While there could be a baseline common struct with a union of sd-lb and
numa private extentions, it would not necessarily be easier to understand
and unnecessary information would be collected in both contexts. Sure,
that could be special cased too but then you would have to account for
what fields are available and not available in each context.
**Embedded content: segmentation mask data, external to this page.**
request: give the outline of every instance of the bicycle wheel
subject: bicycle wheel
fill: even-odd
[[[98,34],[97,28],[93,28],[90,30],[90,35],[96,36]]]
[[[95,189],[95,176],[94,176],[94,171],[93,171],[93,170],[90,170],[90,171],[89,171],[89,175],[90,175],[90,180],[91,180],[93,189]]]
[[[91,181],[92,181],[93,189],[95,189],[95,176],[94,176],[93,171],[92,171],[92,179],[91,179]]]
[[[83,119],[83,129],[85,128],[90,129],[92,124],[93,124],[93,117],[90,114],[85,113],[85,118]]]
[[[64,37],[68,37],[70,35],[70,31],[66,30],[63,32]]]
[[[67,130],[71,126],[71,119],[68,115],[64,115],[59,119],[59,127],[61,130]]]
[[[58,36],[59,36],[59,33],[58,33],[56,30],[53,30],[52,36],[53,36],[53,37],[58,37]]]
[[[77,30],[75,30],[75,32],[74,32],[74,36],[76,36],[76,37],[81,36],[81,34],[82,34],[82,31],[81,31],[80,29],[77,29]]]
Without the unification and the consequences of that, the margin
information is not useful *right now*. If that changes, the helper
function could be updated with a demonstration on why using the margin
information helps.

> > @@ -8779,9 +8780,6 @@ find_idlest_group(struct sched_domain *sd, struct task_struct *p, int this_cpu)
> >                         .group_type = group_overloaded,
> >         };
> >
> > -       imbalance = scale_load_down(NICE_0_LOAD) *
> > -                               (sd->imbalance_pct-100) / 100;
> > -
> >         do {
> >                 int local_group;
> >
> > @@ -8835,6 +8833,11 @@ find_idlest_group(struct sched_domain *sd, struct task_struct *p, int this_cpu)
> >         switch (local_sgs.group_type) {
> >         case group_overloaded:
> >         case group_fully_busy:
> > +
> > +               /* Calculate allowed imbalance based on load */
> > +               imbalance = scale_load_down(NICE_0_LOAD) *
> > +                               (sd->imbalance_pct-100) / 100;
> 
> forgot to mention this previously, but this change seems unrelated to
> rest of this patch and could deserve a dedicated patch
> 

I can split it out as a preparation patch. It can be treated as a
trivial micro-optimisation to avoid an unnecessary calculation of the
imbalance for group_overloaded/group_fully_busy. The real motiviation is
to avoid confusing the group_overloaded/group_fully_busy imbalance with
allow_numa_imbalance and thinking they are somehow directly related to
each other.

-- 
Mel Gorman
SUSE Labs